We are all going to be even more homesick once Grandma and Mr. Rossetti leave! Mamá has promised us that we will go back. “When?” Ofie wants to know.
“As soon as we can do so legally,” Mamá promises. She paid too high a price for crossing illegally this last time. She has promised me that when I am more grown- up, she will tell me the whole story. “And someday when you are a famous writer, you can put it into a book.” She smiles at the future she imagines for her daughter who is always writing letters or writing in her diary.
It's Papá who is not so sure he wants to go back (except to pay his debt to you). He says if this country improves, he wants to stay put. But he'd love for my sisters and me to study and become professionals and live in the United States. For a while, anyhow. Eventually, he wants us to come home. “This has been our land for generations,” he says, picking up a handful of soil and sifting it through his fingers.
But it's different for Ofie and Luby, and even for me. Like what you said about the swallows, Tyler. Las Margaritas is our home, but we also belong to that special farm in the rolling hills of Vermont.
Which leads me to your request about what to name the farm. Actually, I've asked the whole family for their suggestions. Papá voted for the name
Amigos
Farm. Mamá pondered for a minute, then said, maybe
Buenos Amigos
Farm, so it's the Good Friends Farm. I was sure that Luby would suggest some kind of dog name, but she voted for Ofie's suggestion: the Three Marías Farm!
“But it's not ours,” I pointed out. “Plus, it's kind of conceited to put our names on the Paquettes’ farm.”
“It is not!” Ofie disagreed.
It is too!
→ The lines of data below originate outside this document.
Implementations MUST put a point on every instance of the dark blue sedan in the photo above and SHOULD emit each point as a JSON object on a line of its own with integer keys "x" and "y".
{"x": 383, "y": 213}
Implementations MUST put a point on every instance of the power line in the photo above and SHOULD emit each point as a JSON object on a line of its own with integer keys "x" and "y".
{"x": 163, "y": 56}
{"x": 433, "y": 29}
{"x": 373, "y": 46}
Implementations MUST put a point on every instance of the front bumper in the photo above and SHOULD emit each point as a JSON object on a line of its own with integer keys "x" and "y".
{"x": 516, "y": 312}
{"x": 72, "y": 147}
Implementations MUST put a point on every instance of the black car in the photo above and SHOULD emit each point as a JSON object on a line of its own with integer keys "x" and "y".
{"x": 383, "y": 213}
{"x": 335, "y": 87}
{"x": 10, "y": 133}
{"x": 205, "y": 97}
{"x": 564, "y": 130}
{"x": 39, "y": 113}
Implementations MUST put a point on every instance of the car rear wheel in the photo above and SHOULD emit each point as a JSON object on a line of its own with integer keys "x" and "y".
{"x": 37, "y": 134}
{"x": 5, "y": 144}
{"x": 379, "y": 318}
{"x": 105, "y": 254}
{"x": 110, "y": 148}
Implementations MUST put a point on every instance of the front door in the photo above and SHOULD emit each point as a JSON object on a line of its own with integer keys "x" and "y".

I thought, but I didn't say so as we'd had several fights that day already.
Last night, the farm's name came up again. It was after the big farewell party at our house. Papá roasted a whole pig, which is what people here do when they want to really celebrate. We'd invited all the neighbors who've been the host families for the kids in the youth group. We ate and ate and then everyone took a turn looking through my telescope. It was one of the highlights of the party. In fact, as the night wore on, people began seeing the most amazing constellations. Mariano, who is like our town drunk and shows up at every party, claimed he saw the Virgin of Guadalupe in the sky! Everybody was having such a nice time, they didn't want to leave. Finally, Tío Felipe began playing Wilmita, and we sang
“La Golondrina”
as a way of bidding everyone good night.
Afterward, the family sat outside, looking up at the stars with our own eyes. Mr. Rossetti and Grandma were also there, as they are staying with us, and Abuelito, as it was too late for him to travel home. We were sitting outside, feeling tired, the happy kind of tired, but also a little sad with the goodbyes in the air. “I do believe,” Mr. Rossetti observed, “that we can see more stars here than back home.”
It was true, there seemed to be more and more stars, the more we looked. Then out of the blue, Grandma asked, “What's the word for star in Spanish?”
“¡Estrella!”
Ofie and Luby called out together, feeling very proud of themselves for remembering.
“How about
Estrella
Farm?” Grandma suggested.
“I think it's an American farm and should have an American name, Elsie,” Mr. Rossetti disagreed. “No offense,” he said to his hosts, who didn't understand what he'd said anyhow.